Wednesday, September 5, 2007

Chapter Two

Continuing on the paths… my grandfather, Steven A. Peters, Sr., had passed away fourteen years before I was born, and it was tales and stories from family and non-related elders that gave me a sense of what a complex character he was. One person’s statesman is another person’s opportunist; one person’s visionary is another person’s mad-man; and one person’s bon vivant is another person’s reprobate. If I believe all of the tales that I’ve heard about my grandfather, he was all of these things.

One of the tales involves his being inducted into the army in World War I. The regiments were segregated, and one of the privileges afforded Native American inductees was the option of going into a white unit. My grandfather saw this as divisive, stating, “In this country if you’re not white, you’re Black.” As a man of color in Massachusetts, he knew the general attitudes of white people towards Wampanoags was not much different than their attitudes towards Blacks and saw that this ‘privilege’ was just another way for the powers-that-be to deepen the divisions between Blacks and Indians. He chose to go into a Black unit as did several other Wampanoag inductees who decided to follow his example. Likewise, his choice to join the Prince Hall branch of Freemasonry was influenced by the historically white lodges refusal to recognize them as masons.

Along Route 6, between the cape and New Bedford there are a few bars and taverns. It’s my understanding that there were once even more of these establishments, and my grandfather was familiar with and to them all. He was known as a likeable and humorous sort of person; very easy to get into a conversation with. According to legend, when my grandfather decided to enter politics and run for a seat as Selectman in Mashpee in the late 1920’s, he was introduced to a man in a New Bedford watering hole who was doing grassroots organizing for the Democratic Party. At that time, Wampanoags, like most people of color in the post-Lincoln era, were mostly Republicans. A major part of the Roosevelt campaign for president involved organizing traditionally disenfranchised groups to switch to the Democratic Party in the years before he would run. Subsequently, my grandfather became the first Wampanoag candidate to run as a Democrat in Mashpee and won by a land-slide. Using these connections he was also able to access a myriad of resources for the folks in the Mashpee community, including electricity. He also saw a need for the Mashpee community to establish a relationship with the NAACP.

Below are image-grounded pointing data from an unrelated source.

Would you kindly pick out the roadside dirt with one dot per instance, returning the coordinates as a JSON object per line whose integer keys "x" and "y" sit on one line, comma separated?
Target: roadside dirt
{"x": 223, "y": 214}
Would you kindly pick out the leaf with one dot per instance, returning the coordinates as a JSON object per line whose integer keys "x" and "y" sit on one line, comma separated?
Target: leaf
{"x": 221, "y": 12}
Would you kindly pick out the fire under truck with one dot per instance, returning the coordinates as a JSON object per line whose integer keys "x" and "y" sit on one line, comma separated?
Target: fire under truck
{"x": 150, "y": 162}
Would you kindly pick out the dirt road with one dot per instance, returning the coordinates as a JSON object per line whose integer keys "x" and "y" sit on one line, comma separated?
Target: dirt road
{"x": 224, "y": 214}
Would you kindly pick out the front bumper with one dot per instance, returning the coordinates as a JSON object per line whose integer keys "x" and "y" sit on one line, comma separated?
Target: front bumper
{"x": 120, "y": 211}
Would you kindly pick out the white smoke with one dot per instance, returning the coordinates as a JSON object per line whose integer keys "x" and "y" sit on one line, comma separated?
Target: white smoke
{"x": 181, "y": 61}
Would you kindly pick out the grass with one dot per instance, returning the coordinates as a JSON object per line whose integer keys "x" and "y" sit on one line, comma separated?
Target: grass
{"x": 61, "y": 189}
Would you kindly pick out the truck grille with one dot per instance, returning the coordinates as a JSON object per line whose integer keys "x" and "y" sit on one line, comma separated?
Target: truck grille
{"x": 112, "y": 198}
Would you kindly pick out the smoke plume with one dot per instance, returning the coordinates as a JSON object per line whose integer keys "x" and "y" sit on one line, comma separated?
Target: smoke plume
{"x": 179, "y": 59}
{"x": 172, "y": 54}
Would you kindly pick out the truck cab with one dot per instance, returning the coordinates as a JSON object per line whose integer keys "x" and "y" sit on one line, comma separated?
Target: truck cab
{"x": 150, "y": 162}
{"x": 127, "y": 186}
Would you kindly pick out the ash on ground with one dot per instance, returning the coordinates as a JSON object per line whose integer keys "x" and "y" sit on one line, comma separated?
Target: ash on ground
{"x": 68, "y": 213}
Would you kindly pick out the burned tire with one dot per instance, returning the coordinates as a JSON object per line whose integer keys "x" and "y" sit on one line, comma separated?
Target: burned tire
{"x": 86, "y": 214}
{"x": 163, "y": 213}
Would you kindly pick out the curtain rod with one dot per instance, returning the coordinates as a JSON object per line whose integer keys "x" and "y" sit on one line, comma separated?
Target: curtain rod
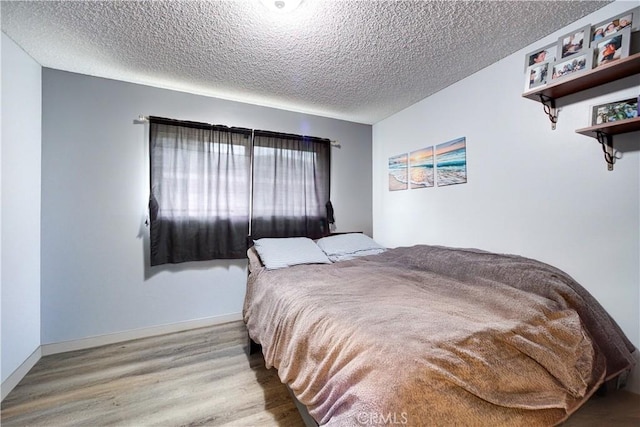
{"x": 145, "y": 119}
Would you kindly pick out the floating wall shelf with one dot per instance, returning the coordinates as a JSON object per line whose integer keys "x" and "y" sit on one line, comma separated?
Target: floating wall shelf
{"x": 564, "y": 86}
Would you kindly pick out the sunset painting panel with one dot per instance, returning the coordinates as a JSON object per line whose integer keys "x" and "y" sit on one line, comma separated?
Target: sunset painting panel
{"x": 398, "y": 172}
{"x": 421, "y": 168}
{"x": 451, "y": 162}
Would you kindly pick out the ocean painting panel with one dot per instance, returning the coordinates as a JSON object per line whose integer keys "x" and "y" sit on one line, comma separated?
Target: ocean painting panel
{"x": 398, "y": 166}
{"x": 421, "y": 168}
{"x": 451, "y": 162}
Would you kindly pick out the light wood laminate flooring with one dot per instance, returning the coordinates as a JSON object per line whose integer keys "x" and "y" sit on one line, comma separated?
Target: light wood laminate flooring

My grandfather’s ways were, at times, a little too metropolitan for the (then) very remote and rural Mashpee community. For some, the explanation was his going to high school and college in the big cities (New Bedford and Boston) that led to his coming home with a taste for tailor-made suits and grand ideas. His awareness of race relations was shaped by his days and experiences as a teenager in New Bedford, a major seaport and hub of social, political, and economic exchange. The Native, African American, West Indian, and Cape Verdean communities in particular were interconnected by the bounds of segregation and it was these experiences, that I’m sure began to shape my grandfather’s views.

My van reached the parking lot of the lodge on that hot morning. I could see all of the windows in the lodge’s ritual room were open and I sat in the lot waiting to be called in. Yet another path of my father was about to be traveled.